第34話 普通の学生生活

 その後は、いつもと変わらない夜だった。強いて言えば今日は、綺麗で大きな満月だった。

 「おはよ~。って今日って数学の課題提出だっけ?!」

 私が、数学のノートを開いて問題を解いているのを見てカメがそう訊いてきた。確かに私が今やっているのは課題だが、カメと私で決定的に違うのは、私はあと一問、カメは全く手を付けていないだろう。

 「そうだけど…。まさかやってないの?」

 「まったくやってないよ!。柏木に怒られるじゃん!。ミヤ~みせて~!」

 カメは、リュックを机の上に投げ置きミヤにお願いを始めた。ミヤは、 「仕方ないな…」と言って自分の机から一冊のノートを取り出してカメに手渡していた。

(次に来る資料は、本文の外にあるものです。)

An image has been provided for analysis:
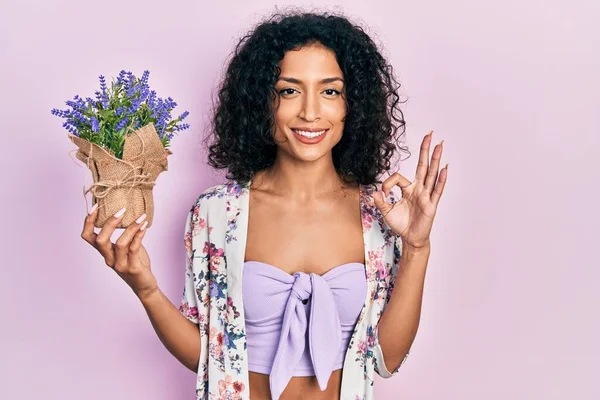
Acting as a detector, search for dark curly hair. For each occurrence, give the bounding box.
[208,7,410,185]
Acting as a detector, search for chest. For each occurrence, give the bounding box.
[244,187,365,275]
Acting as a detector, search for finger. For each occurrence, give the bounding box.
[115,214,146,272]
[81,203,98,247]
[373,190,393,216]
[96,208,125,268]
[127,221,148,265]
[425,140,444,194]
[381,172,411,196]
[415,131,433,183]
[431,164,448,206]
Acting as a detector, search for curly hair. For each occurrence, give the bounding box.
[208,7,409,185]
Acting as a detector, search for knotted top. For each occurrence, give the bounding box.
[242,261,367,400]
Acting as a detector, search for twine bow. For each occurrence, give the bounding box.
[69,127,169,216]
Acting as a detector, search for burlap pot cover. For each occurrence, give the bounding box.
[69,123,172,228]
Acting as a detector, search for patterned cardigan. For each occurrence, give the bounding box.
[179,181,408,400]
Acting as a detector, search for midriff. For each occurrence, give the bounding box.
[249,369,342,400]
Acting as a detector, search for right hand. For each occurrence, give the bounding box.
[81,207,158,299]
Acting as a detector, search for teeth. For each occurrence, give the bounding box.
[294,129,327,138]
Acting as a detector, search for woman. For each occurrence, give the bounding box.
[82,9,447,400]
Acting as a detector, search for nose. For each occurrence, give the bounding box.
[298,91,321,122]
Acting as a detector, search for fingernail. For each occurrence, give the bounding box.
[88,203,98,215]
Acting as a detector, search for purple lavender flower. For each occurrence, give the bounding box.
[51,70,190,154]
[91,117,100,132]
[115,118,129,132]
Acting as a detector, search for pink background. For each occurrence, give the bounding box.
[0,0,600,400]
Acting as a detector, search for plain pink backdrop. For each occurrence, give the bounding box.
[0,0,600,400]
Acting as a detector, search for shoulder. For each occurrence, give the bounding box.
[192,180,246,211]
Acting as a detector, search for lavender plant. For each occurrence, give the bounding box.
[51,70,190,158]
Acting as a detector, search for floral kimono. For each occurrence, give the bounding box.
[179,181,406,400]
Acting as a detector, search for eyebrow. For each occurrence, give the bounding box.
[278,76,344,85]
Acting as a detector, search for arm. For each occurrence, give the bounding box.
[376,241,431,378]
[140,289,200,373]
[140,200,208,373]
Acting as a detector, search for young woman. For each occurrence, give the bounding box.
[82,9,447,400]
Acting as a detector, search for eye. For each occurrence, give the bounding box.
[325,89,340,95]
[278,88,296,95]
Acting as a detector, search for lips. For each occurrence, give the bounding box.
[292,129,329,144]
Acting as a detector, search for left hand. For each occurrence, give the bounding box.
[373,131,448,249]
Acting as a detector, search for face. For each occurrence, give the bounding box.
[274,44,346,161]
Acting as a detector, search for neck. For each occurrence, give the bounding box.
[253,152,347,201]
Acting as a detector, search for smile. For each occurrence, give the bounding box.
[292,129,327,139]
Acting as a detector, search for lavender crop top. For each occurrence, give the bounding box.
[242,261,367,400]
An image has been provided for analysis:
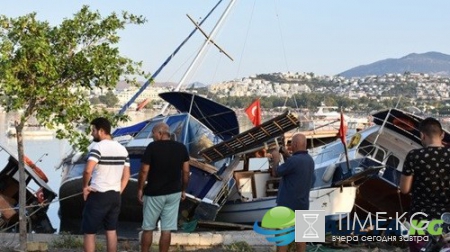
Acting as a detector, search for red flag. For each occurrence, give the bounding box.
[245,98,261,126]
[339,110,347,145]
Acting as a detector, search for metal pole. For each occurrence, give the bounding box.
[160,0,236,114]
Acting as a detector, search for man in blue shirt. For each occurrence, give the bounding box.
[272,133,315,251]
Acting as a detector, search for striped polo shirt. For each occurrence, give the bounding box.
[88,139,130,192]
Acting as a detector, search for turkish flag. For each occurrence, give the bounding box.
[339,110,347,145]
[245,98,261,126]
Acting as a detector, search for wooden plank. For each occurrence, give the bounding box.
[189,157,217,174]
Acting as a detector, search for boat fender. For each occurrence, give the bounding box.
[23,156,48,183]
[36,187,45,203]
[71,152,83,164]
[322,164,337,182]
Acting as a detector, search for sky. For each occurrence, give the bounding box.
[0,0,450,84]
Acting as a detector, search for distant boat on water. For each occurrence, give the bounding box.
[0,146,56,233]
[6,122,55,138]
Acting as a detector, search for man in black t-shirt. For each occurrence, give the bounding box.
[400,118,450,251]
[138,123,189,251]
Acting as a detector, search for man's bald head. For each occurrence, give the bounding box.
[152,122,170,140]
[292,133,306,152]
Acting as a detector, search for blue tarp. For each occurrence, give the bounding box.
[159,92,239,140]
[112,120,150,137]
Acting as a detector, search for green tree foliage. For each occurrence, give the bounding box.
[0,6,149,248]
[0,6,149,150]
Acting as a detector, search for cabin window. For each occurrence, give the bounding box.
[386,155,400,169]
[166,114,186,143]
[135,119,162,139]
[358,140,386,162]
[185,117,217,158]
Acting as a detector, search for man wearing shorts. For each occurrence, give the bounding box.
[138,123,189,252]
[81,117,130,252]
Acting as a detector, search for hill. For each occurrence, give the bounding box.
[339,52,450,78]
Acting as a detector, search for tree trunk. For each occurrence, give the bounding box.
[15,122,27,251]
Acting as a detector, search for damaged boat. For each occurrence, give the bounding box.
[0,146,56,233]
[59,92,298,233]
[217,109,442,224]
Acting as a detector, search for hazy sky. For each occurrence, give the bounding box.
[0,0,450,84]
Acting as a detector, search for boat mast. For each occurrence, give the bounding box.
[119,0,223,115]
[160,0,236,115]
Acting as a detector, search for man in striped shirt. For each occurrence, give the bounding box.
[81,117,130,252]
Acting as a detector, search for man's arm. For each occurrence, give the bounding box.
[181,161,190,200]
[400,174,413,194]
[83,160,97,200]
[138,163,150,203]
[120,166,130,194]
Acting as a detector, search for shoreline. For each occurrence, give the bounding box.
[0,231,408,252]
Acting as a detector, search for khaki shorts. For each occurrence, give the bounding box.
[142,192,181,231]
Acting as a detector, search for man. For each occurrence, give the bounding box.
[400,117,450,251]
[272,133,315,251]
[81,117,130,252]
[138,123,189,252]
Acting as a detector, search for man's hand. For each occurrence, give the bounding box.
[83,186,96,201]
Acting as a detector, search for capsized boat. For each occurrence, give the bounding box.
[0,146,56,233]
[60,92,298,233]
[217,109,438,224]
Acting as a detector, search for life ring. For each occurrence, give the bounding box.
[348,132,361,149]
[23,156,48,183]
[392,117,414,131]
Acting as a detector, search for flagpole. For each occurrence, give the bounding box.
[339,107,351,171]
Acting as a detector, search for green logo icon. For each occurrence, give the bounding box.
[253,206,295,246]
[261,206,295,229]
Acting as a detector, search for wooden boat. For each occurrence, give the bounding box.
[217,109,434,227]
[60,92,298,233]
[0,147,56,233]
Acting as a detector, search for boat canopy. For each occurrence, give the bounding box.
[112,120,150,137]
[159,92,239,140]
[372,109,450,145]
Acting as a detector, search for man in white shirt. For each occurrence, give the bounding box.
[81,117,130,252]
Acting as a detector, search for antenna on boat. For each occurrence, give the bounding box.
[373,95,402,144]
[186,14,234,61]
[160,0,236,114]
[119,0,223,115]
[34,153,48,164]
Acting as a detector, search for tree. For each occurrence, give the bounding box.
[0,6,147,251]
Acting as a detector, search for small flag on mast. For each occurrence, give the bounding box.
[245,98,261,126]
[339,109,347,145]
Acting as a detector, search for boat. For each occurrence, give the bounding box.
[0,146,56,233]
[285,103,370,149]
[60,92,298,233]
[59,0,239,233]
[216,148,357,225]
[6,122,55,138]
[217,109,442,224]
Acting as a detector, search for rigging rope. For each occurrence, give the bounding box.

 「あれ?でもカメがやってないのはわかるけど、ルミがやってないないなんて珍しいね」

 「普段なら授業中に終わらせるんだけど、あと二問だけ残ってたの忘れてたの」

 最後の一問を話ながら終わらせた私とミヤが話していると、カメは急いでミヤのノートを書き写していた。こんなことをしているから学力があまり伸びていないのだろうけど、次のテストは私が教えてあげるか…。

 そう思いながらカメを見ていると、チャイムが鳴りホームルームが始まった。今日は、特に何もない日だ。強いて言えば、タカが部活の試合で公欠なだけだろう。

 「ねぇねぇルミ、数学って何限目?」

 カメが小声で訊いてきた。ホームルームの時ぐらい一旦やめればいいのにとも思ったが、結構な問題数があったためやらせておくことにした。

 「えっと二限目だよ」

 そんな時、ホームルームの最後に担任である佑子さんが何かを思い出したように口を開いた。

 「今日は、先生たちの都合上一限と二限目交代ね」

 その言葉が聞こえた瞬間、下を向いてペンを走らせていたカメが、驚いたような顔で佑子さんの顔を見た。まぁ、猛スピードで写せば間に合わないこともないだろう。

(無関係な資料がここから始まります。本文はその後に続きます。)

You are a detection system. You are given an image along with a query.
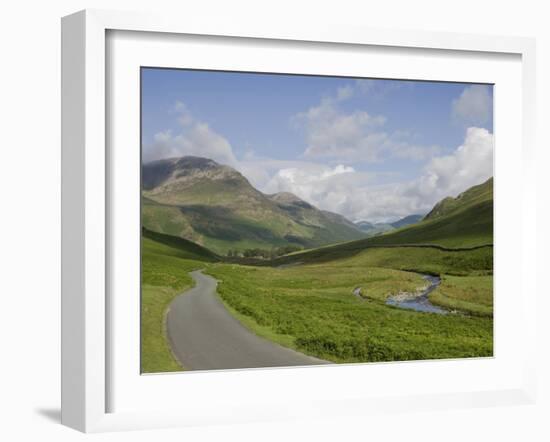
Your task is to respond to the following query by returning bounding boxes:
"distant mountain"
[142,156,365,253]
[390,215,424,229]
[367,178,493,247]
[355,221,394,236]
[276,178,493,268]
[424,177,493,220]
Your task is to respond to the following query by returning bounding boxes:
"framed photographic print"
[62,11,536,431]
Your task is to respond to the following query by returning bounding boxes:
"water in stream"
[386,275,449,315]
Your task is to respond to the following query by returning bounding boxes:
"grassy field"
[430,275,493,316]
[207,263,493,362]
[141,232,215,373]
[142,183,493,372]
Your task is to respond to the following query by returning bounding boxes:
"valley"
[141,157,493,373]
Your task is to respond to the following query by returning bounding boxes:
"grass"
[141,238,204,373]
[430,275,493,316]
[207,258,493,362]
[142,224,493,373]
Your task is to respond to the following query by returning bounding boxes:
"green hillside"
[276,178,493,264]
[142,157,365,254]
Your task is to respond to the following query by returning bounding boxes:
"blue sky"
[142,68,493,221]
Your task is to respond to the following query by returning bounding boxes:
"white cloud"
[144,99,493,221]
[294,96,439,162]
[452,84,493,125]
[143,101,238,167]
[263,127,493,221]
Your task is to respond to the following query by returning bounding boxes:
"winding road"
[166,270,329,370]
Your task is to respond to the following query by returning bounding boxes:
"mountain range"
[142,156,493,254]
[355,215,424,236]
[142,156,365,253]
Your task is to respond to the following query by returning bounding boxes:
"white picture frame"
[62,10,536,432]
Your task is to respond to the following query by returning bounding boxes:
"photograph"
[141,67,494,374]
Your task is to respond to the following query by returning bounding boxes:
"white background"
[108,31,527,414]
[0,0,550,441]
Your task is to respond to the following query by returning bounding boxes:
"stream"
[386,275,449,315]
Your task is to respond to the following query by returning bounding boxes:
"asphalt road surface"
[166,270,328,370]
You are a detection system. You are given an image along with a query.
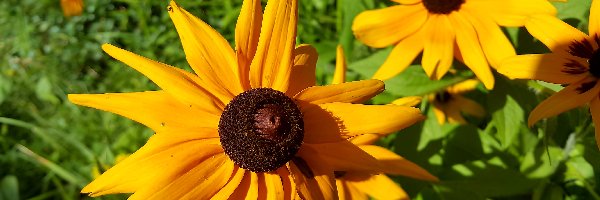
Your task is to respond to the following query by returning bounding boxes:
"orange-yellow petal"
[68,91,219,134]
[498,53,588,84]
[286,44,319,97]
[346,173,409,200]
[81,133,223,196]
[527,77,600,126]
[392,96,423,107]
[250,0,298,92]
[319,103,424,136]
[298,140,381,174]
[352,4,427,48]
[130,154,235,200]
[590,97,600,149]
[294,79,384,104]
[461,0,556,27]
[460,9,517,68]
[211,165,246,199]
[421,14,456,80]
[373,29,428,80]
[235,0,263,90]
[358,145,439,181]
[331,45,346,84]
[169,1,244,97]
[449,12,494,89]
[525,15,587,54]
[588,0,600,36]
[102,44,221,115]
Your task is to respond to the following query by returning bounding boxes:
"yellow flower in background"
[429,79,485,124]
[69,0,423,199]
[332,45,439,200]
[60,0,83,17]
[498,0,600,147]
[352,0,556,89]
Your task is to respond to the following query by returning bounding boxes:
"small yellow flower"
[332,46,438,200]
[69,0,423,199]
[429,79,485,124]
[498,0,600,147]
[352,0,556,89]
[60,0,83,17]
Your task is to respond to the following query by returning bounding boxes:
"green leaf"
[0,175,19,200]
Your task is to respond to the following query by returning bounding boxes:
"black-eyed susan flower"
[60,0,83,17]
[69,0,422,199]
[352,0,556,89]
[498,0,600,147]
[429,79,485,124]
[332,46,438,200]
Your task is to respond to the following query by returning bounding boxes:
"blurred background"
[0,0,600,200]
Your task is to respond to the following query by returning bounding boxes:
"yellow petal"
[68,91,219,134]
[446,79,479,94]
[347,174,409,200]
[449,12,494,89]
[319,103,424,136]
[289,152,337,200]
[373,28,428,80]
[169,1,244,96]
[102,44,221,115]
[81,133,223,196]
[498,53,588,84]
[525,15,587,53]
[331,45,346,84]
[392,96,423,107]
[294,79,384,104]
[358,145,439,181]
[461,0,556,27]
[302,105,344,143]
[235,0,262,90]
[262,172,285,199]
[461,9,517,67]
[421,15,456,80]
[286,44,319,97]
[352,4,427,48]
[298,141,381,173]
[588,0,600,36]
[527,77,600,126]
[452,95,485,117]
[229,171,258,200]
[130,154,234,199]
[250,0,298,92]
[349,134,384,145]
[212,166,246,199]
[590,97,600,149]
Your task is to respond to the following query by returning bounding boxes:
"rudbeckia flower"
[60,0,83,17]
[498,0,600,148]
[332,46,439,200]
[69,0,422,199]
[429,79,485,124]
[352,0,556,89]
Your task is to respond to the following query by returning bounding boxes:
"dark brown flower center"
[435,91,452,103]
[219,88,304,172]
[423,0,465,14]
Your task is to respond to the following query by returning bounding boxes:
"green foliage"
[0,0,600,200]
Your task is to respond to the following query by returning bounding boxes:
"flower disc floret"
[219,88,304,172]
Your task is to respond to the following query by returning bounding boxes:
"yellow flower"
[352,0,556,89]
[69,0,422,199]
[429,79,485,124]
[332,46,438,200]
[60,0,83,17]
[498,0,600,147]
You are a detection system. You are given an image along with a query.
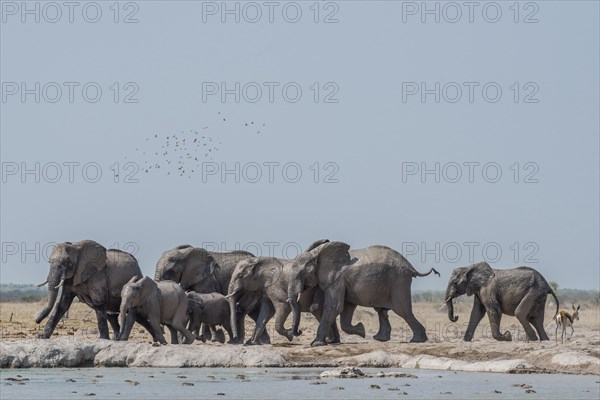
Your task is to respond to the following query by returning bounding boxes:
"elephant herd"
[36,240,558,346]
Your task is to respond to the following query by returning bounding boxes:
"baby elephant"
[186,291,233,342]
[118,276,195,344]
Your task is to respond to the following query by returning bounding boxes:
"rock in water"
[321,367,365,378]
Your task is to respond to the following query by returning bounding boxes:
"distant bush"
[412,285,600,310]
[0,283,48,303]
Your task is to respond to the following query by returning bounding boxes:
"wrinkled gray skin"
[227,242,349,344]
[289,246,439,346]
[186,292,234,343]
[154,245,270,343]
[446,262,558,341]
[35,240,142,339]
[118,276,196,344]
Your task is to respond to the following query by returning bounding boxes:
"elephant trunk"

 それから、数分後のこと、 「あ、写すとこ間違ってた…」とカメが言った。その時には時すでに遅しで、数学の先生が来ていたし、始まりのチャイムが鳴った。カメは、案の定ものすごく怒られていた。数学の柏木先生は、課題のことになると結構怒るタイプの先生だ。

 まぁ、カメには申し訳ないけど自業自得としか思えなかった。

 その後は、普通の学校生活だった。物も盗まれず、死亡事件も起こらなかった。いや、起こること自体がイレギュラー過ぎていた。私は、言い方は悪いがもう大智さんの件で面倒ごとも最後にしたいと思った。

 学校が終わり私は、一度寮の部屋に戻り、夜に高城先輩と共に大智さんの部屋に向かっていた。